When Grief and Burnout Collide
In my decade in healthcare leadership, I stood by the bedsides of hundreds of patients, and I saw more than 15,000 deaths across our hospital system.
But this day broke me.
And here’s the truth I wish more healthcare leaders would talk about:
Burnout isn’t just about workload or leadership gaps or organizational culture.
Sometimes, it’s also about the emotional weight of healthcare—the grief, the trauma, and the relentless exposure to life-and-death moments.
For me, Bre’s death didn’t just break my heart.
It pushed me further down the road to burnout.
Why This Matters for Healthcare Professionals
If you’ve been there, you know:
Witnessing patient deaths takes a toll.
Supporting families through tragedy takes a toll.
Carrying grief into your next shift takes a toll.

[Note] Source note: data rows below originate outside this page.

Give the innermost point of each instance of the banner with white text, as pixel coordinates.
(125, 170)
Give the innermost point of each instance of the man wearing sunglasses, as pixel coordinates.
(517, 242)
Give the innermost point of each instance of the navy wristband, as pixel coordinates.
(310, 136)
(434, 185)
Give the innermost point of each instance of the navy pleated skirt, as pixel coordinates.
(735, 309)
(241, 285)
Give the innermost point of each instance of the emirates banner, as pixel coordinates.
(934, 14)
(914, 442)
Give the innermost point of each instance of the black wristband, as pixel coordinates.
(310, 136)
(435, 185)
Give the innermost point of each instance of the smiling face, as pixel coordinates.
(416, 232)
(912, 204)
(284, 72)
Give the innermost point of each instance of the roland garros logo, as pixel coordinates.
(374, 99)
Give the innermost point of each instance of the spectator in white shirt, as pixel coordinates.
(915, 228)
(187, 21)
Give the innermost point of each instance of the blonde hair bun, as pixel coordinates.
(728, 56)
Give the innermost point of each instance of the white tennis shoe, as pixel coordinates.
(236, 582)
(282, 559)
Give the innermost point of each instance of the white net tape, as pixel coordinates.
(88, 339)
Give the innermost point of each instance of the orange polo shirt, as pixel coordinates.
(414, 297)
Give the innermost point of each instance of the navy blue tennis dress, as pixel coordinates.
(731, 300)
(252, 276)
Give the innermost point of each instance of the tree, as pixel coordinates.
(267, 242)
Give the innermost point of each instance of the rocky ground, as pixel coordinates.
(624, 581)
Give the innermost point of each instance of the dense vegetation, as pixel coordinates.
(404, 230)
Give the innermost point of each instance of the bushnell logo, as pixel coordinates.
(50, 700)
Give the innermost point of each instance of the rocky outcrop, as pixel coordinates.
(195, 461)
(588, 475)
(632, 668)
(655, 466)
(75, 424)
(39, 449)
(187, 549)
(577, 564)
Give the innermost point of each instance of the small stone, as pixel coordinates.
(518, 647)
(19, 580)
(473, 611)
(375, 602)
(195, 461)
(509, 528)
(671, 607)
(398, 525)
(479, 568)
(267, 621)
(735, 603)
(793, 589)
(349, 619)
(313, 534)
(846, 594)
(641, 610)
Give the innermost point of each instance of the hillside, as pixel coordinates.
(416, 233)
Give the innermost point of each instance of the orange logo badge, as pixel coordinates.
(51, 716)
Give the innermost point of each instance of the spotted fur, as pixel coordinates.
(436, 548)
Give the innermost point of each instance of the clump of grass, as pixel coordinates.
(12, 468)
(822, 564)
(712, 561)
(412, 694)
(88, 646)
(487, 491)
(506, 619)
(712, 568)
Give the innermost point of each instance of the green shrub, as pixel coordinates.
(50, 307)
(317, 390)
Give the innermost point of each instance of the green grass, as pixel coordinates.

This is why conversations about burnout in healthcare can’t just be about schedules, budgets, or policies. They have to include grief, compassion fatigue, and the human cost of this work.
I’m still sad.
I’m still angry that she died.
And yes, that day left a permanent mark on me—one I carry into every keynote, every coaching conversation, every moment I talk about healing from burnout.
Because until we acknowledge the emotional weight healthcare workers carry, we’re missing half the story.
If You’re Carrying Grief and Burnout
If you’ve ever lost a patient, a coworker, or a friend in the workplace… please know this:
You are not alone.
Your grief is valid.
Burnout isn’t a personal failure—it’s a natural response to impossible demands and impossible losses.
Your story matters. And healing is possible.